Naty 10/01/2011www.meninadabahia.com.br
'Sinto mãos velhas e enrugadas apertando as minhas, e sua intensidade e familiaridade me forçam a abrir os olhos. A luz penetra e vislumbro seu rosto, um olhar que não quero ver novamente. Ele se agarra ao seu bebê. Sei que perdi o meu. Não posso deixá-lo perder o dele. Ao tomar minha decisão, já começo a sofrer. Aterrissei agora, a aterrissagem da minha vida. Meu coração ainda bate.
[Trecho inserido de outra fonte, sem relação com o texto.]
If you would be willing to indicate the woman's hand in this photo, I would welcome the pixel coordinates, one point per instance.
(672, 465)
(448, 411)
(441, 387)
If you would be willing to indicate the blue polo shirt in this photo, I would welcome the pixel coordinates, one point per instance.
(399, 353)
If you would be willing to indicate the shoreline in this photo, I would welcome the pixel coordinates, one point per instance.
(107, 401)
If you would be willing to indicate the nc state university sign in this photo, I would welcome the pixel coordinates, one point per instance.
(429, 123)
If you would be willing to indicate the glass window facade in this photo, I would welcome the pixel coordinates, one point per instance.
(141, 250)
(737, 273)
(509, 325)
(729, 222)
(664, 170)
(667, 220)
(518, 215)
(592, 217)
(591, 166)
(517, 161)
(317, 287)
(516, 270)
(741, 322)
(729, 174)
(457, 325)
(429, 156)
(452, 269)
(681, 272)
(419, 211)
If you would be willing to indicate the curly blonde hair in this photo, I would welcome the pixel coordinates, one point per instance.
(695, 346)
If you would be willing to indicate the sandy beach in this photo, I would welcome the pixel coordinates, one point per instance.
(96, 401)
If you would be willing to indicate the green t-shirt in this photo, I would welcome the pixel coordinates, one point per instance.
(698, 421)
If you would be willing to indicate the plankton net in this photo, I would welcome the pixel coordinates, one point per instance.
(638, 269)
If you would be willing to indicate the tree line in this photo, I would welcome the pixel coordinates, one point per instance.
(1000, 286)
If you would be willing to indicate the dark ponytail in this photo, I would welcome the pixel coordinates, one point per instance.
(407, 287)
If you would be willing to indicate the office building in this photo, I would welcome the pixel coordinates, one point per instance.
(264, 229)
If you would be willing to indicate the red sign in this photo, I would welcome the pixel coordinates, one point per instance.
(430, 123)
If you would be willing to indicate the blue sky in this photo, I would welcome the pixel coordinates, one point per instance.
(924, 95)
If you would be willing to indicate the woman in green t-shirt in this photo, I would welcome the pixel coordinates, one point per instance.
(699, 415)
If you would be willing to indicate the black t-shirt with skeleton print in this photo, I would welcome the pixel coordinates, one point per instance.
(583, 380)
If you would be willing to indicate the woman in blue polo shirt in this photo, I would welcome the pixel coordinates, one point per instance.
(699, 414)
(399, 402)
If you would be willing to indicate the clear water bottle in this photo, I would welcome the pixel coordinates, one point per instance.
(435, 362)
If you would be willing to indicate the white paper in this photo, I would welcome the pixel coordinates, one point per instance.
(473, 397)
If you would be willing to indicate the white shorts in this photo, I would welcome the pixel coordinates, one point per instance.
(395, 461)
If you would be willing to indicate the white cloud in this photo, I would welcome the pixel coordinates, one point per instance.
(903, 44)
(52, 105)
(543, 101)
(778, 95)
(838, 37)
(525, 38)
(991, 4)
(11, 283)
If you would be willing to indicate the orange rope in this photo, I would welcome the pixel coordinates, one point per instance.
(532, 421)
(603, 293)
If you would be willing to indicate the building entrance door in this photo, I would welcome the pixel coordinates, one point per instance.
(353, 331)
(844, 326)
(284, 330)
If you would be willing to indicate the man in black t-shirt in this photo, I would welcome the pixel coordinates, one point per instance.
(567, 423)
Mesmo partido, ele ainda funciona.'
pg. 9
Joyce acaba de perder seu bebê. Depois de anos tentando engravidar, depois da alegria da descoberta... a dor da perda. E quando uma tragédia acontece, geralmente nunca é um ato isolado, com ela vem um tsunami de infortúnios.
Sem filho, sem marido, sem emprego, sem casa, sem mãe... Resta a Joyce chorar, chorar pelo que nunca teve, pelo que poderia ter tido... Chorar pela morte da mãe, anos antes, que não estava ao seu lado, agora, quando mais precisava... Chorar pelo pai, que esquecia as memórias, mas que estava sempre presente para ela.
Passando pelo limbo da morte, Joyce recebe uma transfusão de sangue. E é quando toda a sua vida muda, literalmente, num piscar de olhos.
Justin é americano, atualmente mora em Londres. Depois do divórcio se mudou para a mesma cidade da ex, para ficar perto da filha. Professor conceituado, é convidado a dar uma série de palestras numa universidade em Dublin.
Inteligente, cético, morre de medo de agulhas. Não gosta de doar sangue. Acredita que ao doar a pessoa que recebeu seu sangue tem o dever moral de lhe agradecer eternamente por ter lhe salvado a vida. Pequenos agrados como uma cesta de muffins, lavagens de roupas, ingressos para a ópera, e tudo mais que ele desejar.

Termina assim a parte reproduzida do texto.